We are pleased to announce the 1.3.0.M3 release of the Spring Cloud Data Flow and its associated ecosystem of projects.
Local Server: Getting Started Guide
A streaming data pipeline orchestrated as a series of microservice applications has always been the core value of Spring Cloud Data Flow’s design. In 1.3.0.M3 we have provided the ability to update sources, processors, and sinks independently without having to undeploy and redeploy the entire stream.
The stream update feature is implemented by delegating the deployment process to a new Spring Cloud project called Skipper. Introduced in this blog, Spring Cloud Skipper is a standalone server that deploys Spring Boot applications to multiple cloud platforms. It also keeps track of the application version, application properties, and deployment properties of the deployed application or applications so that the changes to any of these properties can be calculated upon an update request.
When a request is made to update applications in a Stream, only the application or applications that need to be changed are updated. A simple red/black update is performed and the design relies on Spring Boot’s health endpoint associated with the new application(s). By keeping track of the deployments, Skipper can also rollback to previous versions of the stream.
The following new Data Flow commands show the basic lifecycle of updating the log sink from version 1.1.0 to version 1.2.0 and then rolling back to 1.1.0. This assumes that both version 1.1.0 and 1.2.0 of the log sink were deployed as maven artifacts. Note that the HTTP source application remains deployed throughout the changes to the log sink.
dataflow:> app register --name http --type source --uri maven://org.springframework.cloud.stream.app:http-source-rabbit:1.2.0.RELEASE dataflow:> app register --name log --type sink --uri maven://org.springframework.cloud.stream.app:log-sink-rabbit:1.1.0.RELEASE dataflow:> stream create --name httptest --definition "http --server.port=9000 | log" dataflow:> stream skipper deploy --name httptest dataflow:> stream skipper update --name httptest --properties version.log=1.2.0.RELEASE dataflow:> stream skipper rollback --name httptest
An an alternative to using the Shell, the newly added JavaDSL provides a programmatic way to create, deploy, or launch streams using a fluent API. Instead of having to deploy streams into production by passing a script file to the shell, you can now write an application and manage it under version control along with other code artifacts.
The JavaDSL offers two styles to create StreamDefinitions.
The “definition” style keeps the feel of using the pipes and filters textual DSL in the shell. This style is selected by using the definition method after setting the stream name, e.g.
StreamDefinition streamDefinition = Stream.builder(dataFlowOperations) .name("ticktock") .definition("time | log") .create()
The “fluent” style lets you chain together sources, processors and sinks by passing in an instance of a StreamApplication, e.g.

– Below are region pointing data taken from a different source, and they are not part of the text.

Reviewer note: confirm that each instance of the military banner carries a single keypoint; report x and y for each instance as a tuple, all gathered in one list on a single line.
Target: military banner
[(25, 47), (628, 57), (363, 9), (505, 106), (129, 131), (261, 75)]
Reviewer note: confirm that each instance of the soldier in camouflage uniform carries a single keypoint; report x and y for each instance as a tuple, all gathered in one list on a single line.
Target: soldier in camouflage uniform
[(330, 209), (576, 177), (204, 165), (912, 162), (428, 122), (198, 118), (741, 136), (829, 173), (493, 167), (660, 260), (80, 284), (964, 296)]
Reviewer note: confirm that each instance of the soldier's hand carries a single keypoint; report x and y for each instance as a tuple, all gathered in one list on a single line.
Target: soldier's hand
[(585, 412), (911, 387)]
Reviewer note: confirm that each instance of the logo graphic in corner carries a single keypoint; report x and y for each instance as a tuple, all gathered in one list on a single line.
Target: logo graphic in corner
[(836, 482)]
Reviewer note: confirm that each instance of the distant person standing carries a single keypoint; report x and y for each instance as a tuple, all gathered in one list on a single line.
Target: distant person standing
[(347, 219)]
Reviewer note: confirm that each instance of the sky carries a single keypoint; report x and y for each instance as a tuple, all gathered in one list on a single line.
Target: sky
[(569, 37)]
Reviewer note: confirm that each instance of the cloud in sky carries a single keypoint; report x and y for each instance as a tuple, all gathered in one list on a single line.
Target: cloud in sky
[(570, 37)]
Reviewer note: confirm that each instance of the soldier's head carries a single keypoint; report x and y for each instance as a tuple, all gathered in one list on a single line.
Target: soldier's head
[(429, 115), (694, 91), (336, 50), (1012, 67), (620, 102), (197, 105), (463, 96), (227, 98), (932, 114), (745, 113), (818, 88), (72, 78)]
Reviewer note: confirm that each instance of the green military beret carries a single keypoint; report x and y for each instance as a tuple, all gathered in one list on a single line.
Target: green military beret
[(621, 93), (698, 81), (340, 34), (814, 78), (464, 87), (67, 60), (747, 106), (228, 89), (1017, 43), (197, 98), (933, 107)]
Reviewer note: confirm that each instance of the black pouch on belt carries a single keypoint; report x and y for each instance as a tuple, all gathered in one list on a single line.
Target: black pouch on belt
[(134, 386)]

StreamApplication timeSource = new StreamApplication("time"); StreamApplication logSink = new StreamApplication("log"); StreamDefinition streamDefinition = Stream.builder(dataFlowOperations) .name("ticktock") .source("timeSource") .sink("logSink");
While this approach might not seem at first glance significantly different from the definition style, it allows you reuse StreamApplication instances across multiple streams by declaring them as Spring Beans in an application context.

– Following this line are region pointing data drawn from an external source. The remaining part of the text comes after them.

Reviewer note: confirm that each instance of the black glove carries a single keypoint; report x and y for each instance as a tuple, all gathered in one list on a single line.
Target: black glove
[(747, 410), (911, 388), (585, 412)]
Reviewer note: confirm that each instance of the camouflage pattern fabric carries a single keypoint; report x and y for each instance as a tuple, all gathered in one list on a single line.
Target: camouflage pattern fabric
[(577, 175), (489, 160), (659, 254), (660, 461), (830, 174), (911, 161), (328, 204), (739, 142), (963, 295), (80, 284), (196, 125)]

With the StreamDefinition instance, you can then deploy the stream.
Stream stream = streamDefinition.deploy();
With a Stream instance you can ask for the stream’s status, undeploy, or destroy the stream.
Previously any application registered as HTTP resources were downloaded once and then cached by the Data Flow server. While in theory, this optimized the deployment time, since an existing application would not be downloaded multiple times, in practice HTTP resources were commonly used in the early stages of developing custom stream applications. In this mode of operation, the file name of the artifact, which contains the version number, would not change even though application code would change. Seeing the new code run would then require you to increment the version number, which was not intuitive in these early stages of development.

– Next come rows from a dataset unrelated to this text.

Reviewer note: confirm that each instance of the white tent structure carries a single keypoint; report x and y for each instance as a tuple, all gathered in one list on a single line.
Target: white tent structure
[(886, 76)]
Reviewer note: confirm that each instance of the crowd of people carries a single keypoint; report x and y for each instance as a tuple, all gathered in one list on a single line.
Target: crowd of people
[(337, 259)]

To accommodate this use-case, the Data Flow server now always downloads an HTTP based resource. To ensure that disk space does not grow unchecked, a LRU cache is used to delete downloaded resources. This feature also lets you download SNAPSHOT named artifacts from a maven repository via an HTTP resource reference and always get the latest code. In conclusion, this further simplifies the development experience; especially, when the business-logic is actively being iterated over.
We are excited to announce that this release brings feature-parity on the SCDF’s Dashboard. All the feature capabilities that were supported in the older UI-stack are ported and upgraded to the Angular 4.0 stack. The stream, task, job, analytics, runtime, and apps tabs are fully featured. The Spring Flo designer for streams and composed-task is operational and functionally complete. For the curious, we have also published the Spring Flo’s core library as an NPM package.
This release brings the Spring Boot 1.5.8 compatibility and the underlying Spring Cloud infrastructure is updated to Edgware.RELEASE. For more details, please review the 1.3.0.M3 release notes.
Looking ahead, we are aiming for 1.3.0 RC1 in a few weeks followed by the general availability release by end of January 2018.
Please try it out, share your feedback, and consider contributing to the project!